By 1974, the Field family opened the current pie factory off Interstate 35 in Pauls Valley, south of Oklahoma City. In 1991, the third generation took over and since has quadrupled sales.

Today, a 100-foot-long oven pumps out 35 pies per minute, about 95 percent of them pecan and the remainder German chocolate or old-fashioned lemon. More than half sell under the familiar Field’s label. Some are boxed for sale under popular name brands.

Photo via Todd Bennett/Farm Flavor Media

The Field family has employed generations of employees in Pauls Valley and likewise has served a sweet ending at generations of family dinners throughout the southwestern United States. The pies, sold frozen and fully cooked, require only rewarming for the home cook.

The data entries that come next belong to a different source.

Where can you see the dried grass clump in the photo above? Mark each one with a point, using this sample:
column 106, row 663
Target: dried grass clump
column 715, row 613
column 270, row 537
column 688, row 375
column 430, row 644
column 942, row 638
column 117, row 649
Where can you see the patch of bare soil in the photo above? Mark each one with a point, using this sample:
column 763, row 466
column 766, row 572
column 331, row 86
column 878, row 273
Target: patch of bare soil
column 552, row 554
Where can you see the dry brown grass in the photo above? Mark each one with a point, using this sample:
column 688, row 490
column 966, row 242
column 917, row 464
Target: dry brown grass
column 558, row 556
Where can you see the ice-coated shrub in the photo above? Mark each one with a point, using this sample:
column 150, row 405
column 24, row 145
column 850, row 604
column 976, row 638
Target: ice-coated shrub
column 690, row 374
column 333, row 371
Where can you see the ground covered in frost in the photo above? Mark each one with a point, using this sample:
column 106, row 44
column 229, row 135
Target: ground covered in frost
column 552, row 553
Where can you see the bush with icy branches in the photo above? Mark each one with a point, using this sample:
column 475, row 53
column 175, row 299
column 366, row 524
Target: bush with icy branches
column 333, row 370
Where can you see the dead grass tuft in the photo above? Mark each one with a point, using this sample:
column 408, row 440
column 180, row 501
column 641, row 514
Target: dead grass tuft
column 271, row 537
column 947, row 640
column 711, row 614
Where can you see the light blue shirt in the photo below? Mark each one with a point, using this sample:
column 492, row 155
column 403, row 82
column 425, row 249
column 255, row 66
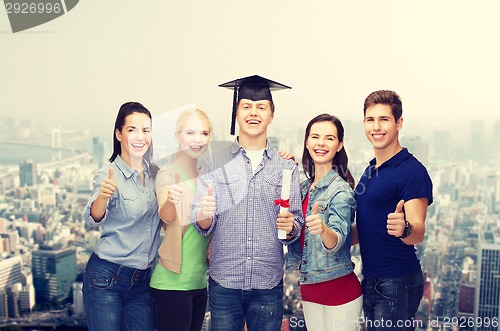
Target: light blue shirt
column 131, row 225
column 245, row 250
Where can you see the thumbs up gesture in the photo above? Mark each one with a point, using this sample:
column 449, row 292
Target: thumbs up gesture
column 396, row 220
column 314, row 222
column 207, row 209
column 108, row 185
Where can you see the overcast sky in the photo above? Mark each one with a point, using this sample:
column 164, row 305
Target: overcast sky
column 442, row 57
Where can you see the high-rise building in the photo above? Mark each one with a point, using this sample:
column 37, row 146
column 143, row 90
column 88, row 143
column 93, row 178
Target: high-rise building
column 28, row 173
column 27, row 298
column 10, row 272
column 8, row 241
column 4, row 307
column 54, row 271
column 13, row 300
column 487, row 296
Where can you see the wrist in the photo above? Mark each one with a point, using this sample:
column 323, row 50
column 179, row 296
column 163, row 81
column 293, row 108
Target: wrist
column 293, row 232
column 406, row 230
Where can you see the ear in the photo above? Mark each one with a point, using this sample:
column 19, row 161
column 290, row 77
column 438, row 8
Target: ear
column 176, row 137
column 118, row 135
column 341, row 144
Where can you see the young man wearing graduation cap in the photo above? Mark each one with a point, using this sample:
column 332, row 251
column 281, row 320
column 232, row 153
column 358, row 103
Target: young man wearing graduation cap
column 238, row 202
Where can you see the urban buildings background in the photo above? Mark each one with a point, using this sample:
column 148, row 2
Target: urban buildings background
column 45, row 180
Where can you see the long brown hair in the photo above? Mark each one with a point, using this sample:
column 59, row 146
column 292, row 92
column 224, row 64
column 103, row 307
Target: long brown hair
column 339, row 162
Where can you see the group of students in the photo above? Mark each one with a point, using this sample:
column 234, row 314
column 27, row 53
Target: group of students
column 225, row 216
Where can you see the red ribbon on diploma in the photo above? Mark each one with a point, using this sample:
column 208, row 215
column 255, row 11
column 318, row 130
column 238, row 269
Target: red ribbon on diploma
column 282, row 203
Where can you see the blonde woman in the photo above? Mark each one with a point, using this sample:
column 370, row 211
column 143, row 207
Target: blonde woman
column 179, row 281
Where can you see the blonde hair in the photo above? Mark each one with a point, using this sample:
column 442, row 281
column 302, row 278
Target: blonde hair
column 185, row 115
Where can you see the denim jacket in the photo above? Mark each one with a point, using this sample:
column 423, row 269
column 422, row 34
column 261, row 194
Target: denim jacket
column 336, row 209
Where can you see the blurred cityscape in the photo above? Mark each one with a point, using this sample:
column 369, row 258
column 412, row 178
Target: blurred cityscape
column 46, row 177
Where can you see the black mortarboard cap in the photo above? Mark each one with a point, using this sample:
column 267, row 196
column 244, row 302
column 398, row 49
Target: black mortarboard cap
column 253, row 88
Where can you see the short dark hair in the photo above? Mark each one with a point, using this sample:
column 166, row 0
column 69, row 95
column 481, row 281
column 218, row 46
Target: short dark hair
column 385, row 97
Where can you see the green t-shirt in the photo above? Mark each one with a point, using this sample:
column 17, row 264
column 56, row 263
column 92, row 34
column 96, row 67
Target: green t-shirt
column 193, row 274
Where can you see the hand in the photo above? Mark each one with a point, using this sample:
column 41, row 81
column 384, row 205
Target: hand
column 396, row 221
column 208, row 205
column 174, row 194
column 314, row 222
column 108, row 186
column 285, row 221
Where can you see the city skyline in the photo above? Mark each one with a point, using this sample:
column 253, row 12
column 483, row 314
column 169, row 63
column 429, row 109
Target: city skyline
column 77, row 70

“I have heard from quite a few people who found out that their grandmother had been serving our pies for generations,” Field says. “A lot of them, at first, didn’t know their grandmother didn’t make these pies. She just bought them and heated them up.”

That proves quite a compliment to the family business, which remains committed to making pies the way Grandma used to. Just as in the recipe from 1922, the family uses corn syrup, cane sugar and only native pecans, the smaller ones with more flavor, Field says.

Photo by David Mudd/Farm Flavor Media

The business uses more than 1 million pounds of pecans annually, but Field would like that tonnage to increase. His goal is to operate two shifts year-round, not just during the holidays, which would double the current employment of 26. In the meantime, Oklahoma celebrates this success story that tastes as sweet as it tells.

“I still do eat a slice of pie quite often to test it,” Field says. “I’m partial to the fresh ones right off the line when they’re hot.”